As part of our in profile series, we spoke to Jennifer Crow, NIHR Clinical Doctoral Research Fellow and PhD student at Imperial. Here, she tells us more about her experience in stroke care and what winning the Department of Brain Sciences Public Engagement award means to her.

Introduce yourself – who are you and what do you do?

My name is Jenny Crow and I am a clinical specialist occupational therapist in stroke. I currently have a NIHR Integrated Clinical Doctoral Research Fellowship and am doing a PhD through Imperial College London.

Tell us about your career so far – when did you join the college, and where were you working/studying before this?

My career up until 2019 was focused on my clinical role. I have worked in South Africa, the USA and the UK as an occupational therapist which has been very interesting to see how the role of the occupational therapist varies in the different healthcare systems.

I have been working with people who have had strokes for more than 20 years, initially at St Mary’s Hospital in Paddington and then at Charing Cross Hospital when the Hyperacute Stroke Unit was established in 2009. In 2019 I commenced a NIHR and Stroke Association pre-doctoral clinical academic fellowship and it was at this point that I was fortunate to have Professor Paresh Malhotra as my academic supervisor. I started my PhD with Imperial College in September 2022.

You recently won a DoBS Reward and Recognition Award. What does this mean to you?

Winning the public engagement award was hugely significant to me. Thankfully the importance of doing proper, non-tokenistic, public engagement work is gaining prominence in research funding applications. On many occasions in my clinical role I was asked to review stroke rehabilitation research ideas and to speak to researchers. It seemed to me that the person with stroke had not been consulted and often left out of the planning altogether. I am particularly passionate about trying to engage with people from underrepresented communities and together with the support of Imperial PERC I feel I have made good progress in this area. It was really meaningful to me to be recognised for this.

Can you explain a bit more about your research interests and what initially sparked your interest in your current field?

I am particularly interested in life after stroke and finding out how best we can support and empower people with stroke when they are back at home. This was sparked by patient feedback as well as my own curiosity and concerns that we were discharging people home with limited skills and resources to adjust to life after stroke.
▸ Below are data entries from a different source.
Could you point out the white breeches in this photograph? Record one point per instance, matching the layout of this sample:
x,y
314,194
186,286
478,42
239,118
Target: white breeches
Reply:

A powerful patient story from a woman who was on our hyperacute stroke unit led to a service improvement project initially, which I managed to get published. She had had a minor stroke and despite appearing physically well had lots of difficulties on discharge and was pushed from pillar to post as she tried to get support and information. This led to my research focus on people who have had so called ‘minor’ strokes as currently they are pretty much left to their own devices after discharge.

What aspect of your role are you most excited about?

I love that I have such a steep learning curve at the moment. Having time to think, read and reflect is a novelty and a luxury after being on the frontline for so long where survival entails just reacting to one crisis after the other. I am particularly excited about the public outreach work that I have been doing and hope that I am a role model to other occupational therapists working in clinical roles to show them that it is possible to pursue a clinical academic career.

When you are not working, what are your main passions and hobbies?

I love going home to South Africa to visit family and to enjoy the wide-open spaces, slower pace of life, sea and sunshine. In London I enjoy swimming at our local health club, and I am also a bit of a fan of hot yoga.

And finally – if you were stranded on a desert island but allowed one luxury item, what would it be?

I am not really interested in luxury items so I would request to swap the luxury item with having my husband with me. He makes me laugh and cooks for me, so he would be an essential ‘item’ on a desert island.